Opiod use, which includes heroin and prescription painkillers oxycodone, codeine, fentanyl and others, has reached epidemic levels in the United States — in October, President Donald Trump declared the epidemic a public health crisis. Last year nearly 55,000 deaths were attributed to opiods and this year that number is expected to reach over 60,000. The number of people overdosing on the drugs every year is over a quarter million.

According to the American Society of Addiction Medicine, four in five new heroin users started out abusing prescription painkillers and chose to use heroin because prescription opiods were more expensive and harder to get.

“Drugs are not the answer. You are loved,” Brown said, discouraging teens from using pills for reasons like staying up to study or because they don’t want to feel. “Don’t look for hope in a pill because there are consequences that could change your whole life. It’s a choice when you start but very quickly it becomes you don’t have a choice.”

Sitting next to Brown and Durkee was Sue Harris, whose son Jameson was a Canyon Crest Academy graduate. After he died of a heroin overdose in 2016 at age 22, the family started a website and foundation to provide information and to stop addiction in youth and help save lives, the

“We lost beautiful sons for absolutely no reason,” Brown said, noting that this has been one of the worst years in her circle of friends — she knows of four kids who have died this year of overdoses. “There is Xanax with fentanyl in it now. That’s what really scares me now.”

“Fentynal, and now Carfentynal, are game changers,” Collins said. “One pill, one time can kill you. It’s that simple and that serious.

”In addition to lots of red ribbons, informational posters and an art installation by students, there was also a crushed car on campus provided by Mothers Against Drunk Driving (MADD). Mark Manion, a speaker from MADD, told his story to the students, painting a terrifying picture of being hit by a drunk driver while on a long-distance bike ride with his cousin. His cousin was killed and he was left paralyzed at 19.

Four friends, including the 24-year old driver, had been driving after a night of drinking. The force of the impact caused Manion’s skull to come off of his spine, he was internally decapitated. He was not expected to survive but he fought hard to live and said while he has had a wonderful life, it was not his choice to be in a wheelchair.

Years later he met one of the passengers from the crash who told him: “I would do anything to take back that choice.”

Students had strong reactions to the speakers.

“Seeing those mothers in pain made me realize how our actions affect other people. And we all have mothers, so that’s powerful,” said junior Paige Lendrum. “I am 17 right now and the speaker hit by the drunk driver was only 19. It made me think of everything in my life being taken away from me in two years and that’s really scary.”

Sophomore Andre Jabbour said the assembly was an important “reality check.”

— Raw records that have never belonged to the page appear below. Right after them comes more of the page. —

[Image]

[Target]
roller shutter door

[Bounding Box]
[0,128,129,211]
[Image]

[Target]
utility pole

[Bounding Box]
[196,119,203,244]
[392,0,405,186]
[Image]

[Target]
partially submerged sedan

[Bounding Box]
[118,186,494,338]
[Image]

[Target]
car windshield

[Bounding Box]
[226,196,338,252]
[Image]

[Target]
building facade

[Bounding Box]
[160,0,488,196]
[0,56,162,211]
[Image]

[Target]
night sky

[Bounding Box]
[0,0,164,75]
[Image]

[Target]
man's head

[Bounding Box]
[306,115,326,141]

“Drugs are not an option for me, and my family is really serious about never drinking and driving,” Andre said. “I already have my mind set not to do drugs, but I see other students who are still considering their choice so this was really good for them to see what can happen with the wrong choice.”

Teacher Catherine Mintz said she brings her students to this “critical” Red Ribbon assembly each year but believes this year was one of the most powerful.

“This year, you could hear a pin drop in the gym filled with 1,500 students. I did not see a single student on their phone as our guest speakers told their intimate stories of loss and suffering due to the consequences of drug and alcohol abuse,” Mintz said.

In 2009, one of Mintz’s senior students, Alex Capozza, was killed trying to do the right thing. After drinking at a party, he tried to get a safe ride home and was killed as the passenger of the drunk driver who gave him a ride. She said she pointed out the seat Alex sat in her classroom to her students after the assembly.

“Eight years later, I can still see Alex sitting there in that seat,” Mintz said. “If only one student in the sea of 1,500 makes a better choice after hearing the heartbreak, sorrow and anguish of the speakers who shared, that hour is well worth it.”